Today, Google launched the interactive map portal Google Mars in honor of the March 13, 1855, birthday of Percival Lowell, who spent years using a telescope to study and sketch Mars. Google uses data collected on previous space missions.
The company intertwined its map technology with scientific imagery in a partnership with NASA researchers from Arizona State University. The site offers three viewing options: an elevation map, digital imagery from previous Mars missions and an infrared map showing details hidden to the naked eye.
The elevation map was generated with data from the Mars Orbiter Laser Altimeter on NASA's Mars Global Surveyor spacecraft. The surveyor’s Mars Orbiter Camera shot the photographs. The infrared images came from the Thermal Emission Imaging System on the Mars Odyssey spacecraft. In the infrared map, clouds and dust in the atmosphere are transparent, providing a sharp view of the planet.
NASA will soon provide 3-D imagery of Mars. By downloading an upgrade to World Wind, NASA’s open-source program that displays satellite imagery, users can peer into Mars’ Olympus Mons, the largest volcano in our solar system, and dive into craters.
The new version of World Wind, which is due to be released in a few weeks, will draw from earlier mission data. Starting later this year, when the new Mars orbiter has collected information, the program will automatically update itself with the latest data from the Mars Reconnaissance Orbiter.
Patrick Hogan, program manager for NASA Learning Technologies, compares synthesizing the data for World Wind users to delivering a pizza for mass consumption.

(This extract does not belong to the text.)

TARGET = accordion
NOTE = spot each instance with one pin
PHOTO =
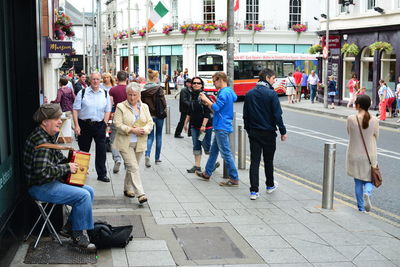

“The kind of data that is being collected is in very thin strips,” he said, explaining that the camera is looking at tiny pieces or ingredients. “All those things end up looking like puzzle pieces, and then they have to be carefully assembled and then cut up into rectangular pizza slices for viewing on World Wind. As you zoom in, you get to eat that pizza imagery.”
Hogan said Google Mars differs from NASA’s World Wind in that the Mars world is flat on Google’s service. With NASA’s tool, you can “zoom about the planet as if you were there,” he said.